Discover a comprehensive look at the USDA’s Systematic Collections, the backbone of its biosystematics work.
This reference gathers the USDA Agricultural Research Service’s major parasite, insect, plant, and seed collections in one authoritative volume. It presents the scope, history, and key holdings of each collection, along with curatorial leadership and access details.

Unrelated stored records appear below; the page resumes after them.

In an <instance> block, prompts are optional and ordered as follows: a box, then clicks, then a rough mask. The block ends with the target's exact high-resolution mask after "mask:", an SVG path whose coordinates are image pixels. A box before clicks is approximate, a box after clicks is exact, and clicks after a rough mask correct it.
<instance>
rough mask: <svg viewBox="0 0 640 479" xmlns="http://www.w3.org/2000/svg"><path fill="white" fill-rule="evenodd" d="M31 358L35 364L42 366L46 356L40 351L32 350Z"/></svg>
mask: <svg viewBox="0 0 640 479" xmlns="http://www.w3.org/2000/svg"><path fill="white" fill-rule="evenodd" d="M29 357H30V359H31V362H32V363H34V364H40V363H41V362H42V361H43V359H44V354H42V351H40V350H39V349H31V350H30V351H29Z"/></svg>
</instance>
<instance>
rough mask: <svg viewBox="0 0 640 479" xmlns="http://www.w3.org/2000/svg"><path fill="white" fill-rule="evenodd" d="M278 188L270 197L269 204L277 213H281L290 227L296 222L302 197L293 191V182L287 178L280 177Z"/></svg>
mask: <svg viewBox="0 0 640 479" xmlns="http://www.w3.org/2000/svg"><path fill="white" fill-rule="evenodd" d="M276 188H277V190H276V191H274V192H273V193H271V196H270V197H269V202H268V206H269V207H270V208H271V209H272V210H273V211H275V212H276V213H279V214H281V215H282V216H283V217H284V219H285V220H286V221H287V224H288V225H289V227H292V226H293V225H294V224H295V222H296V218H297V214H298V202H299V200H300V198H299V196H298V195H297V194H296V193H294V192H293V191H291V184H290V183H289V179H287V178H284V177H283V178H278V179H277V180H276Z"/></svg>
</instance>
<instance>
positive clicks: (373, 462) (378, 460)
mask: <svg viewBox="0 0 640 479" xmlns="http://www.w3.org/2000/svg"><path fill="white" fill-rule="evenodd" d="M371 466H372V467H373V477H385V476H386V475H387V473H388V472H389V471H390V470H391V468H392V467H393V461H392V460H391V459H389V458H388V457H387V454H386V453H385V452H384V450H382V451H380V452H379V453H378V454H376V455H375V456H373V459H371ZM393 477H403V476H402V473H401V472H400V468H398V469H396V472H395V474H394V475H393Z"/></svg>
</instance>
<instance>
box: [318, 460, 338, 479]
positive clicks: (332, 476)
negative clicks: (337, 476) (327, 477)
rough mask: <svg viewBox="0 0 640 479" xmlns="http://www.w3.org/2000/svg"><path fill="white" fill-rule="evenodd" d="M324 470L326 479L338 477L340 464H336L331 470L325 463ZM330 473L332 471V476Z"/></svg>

The book covers the U.S. National Parasite Collection and a broad range of natural history holdings housed at Beltsville, NMNH, and related facilities. It documents major collections in: Coleoptera (beetles), Diptera (flies), Heteroptera (true bugs), Hymenoptera (wasps and bees), and the U.S. National Seed Herbarium, among others. It notes large specimen counts, thousands of drawers, and the role these collections play in research, identification services, and taxonomic work. It also highlights ongoing and future research directions, including revisions, manuals, and database projects that advance insect and parasite taxonomy.
What you’ll experience
- A detailed map of major USDA biosystematics holdings and their locations
- Counts and scales of different collections, from millions of specimens to tens of thousands of holotypes
- Historical context on curators, key contributors, and the evolution of the collections
- A view into current research agendas and digital information initiatives
Ideal for researchers, librarians, students, and anyone with an interest in the history and scope of large, government-backed natural history collections. This edition serves as a clear, reliable roadmap to the nation’s preserved biological resources and their ongoing use in science.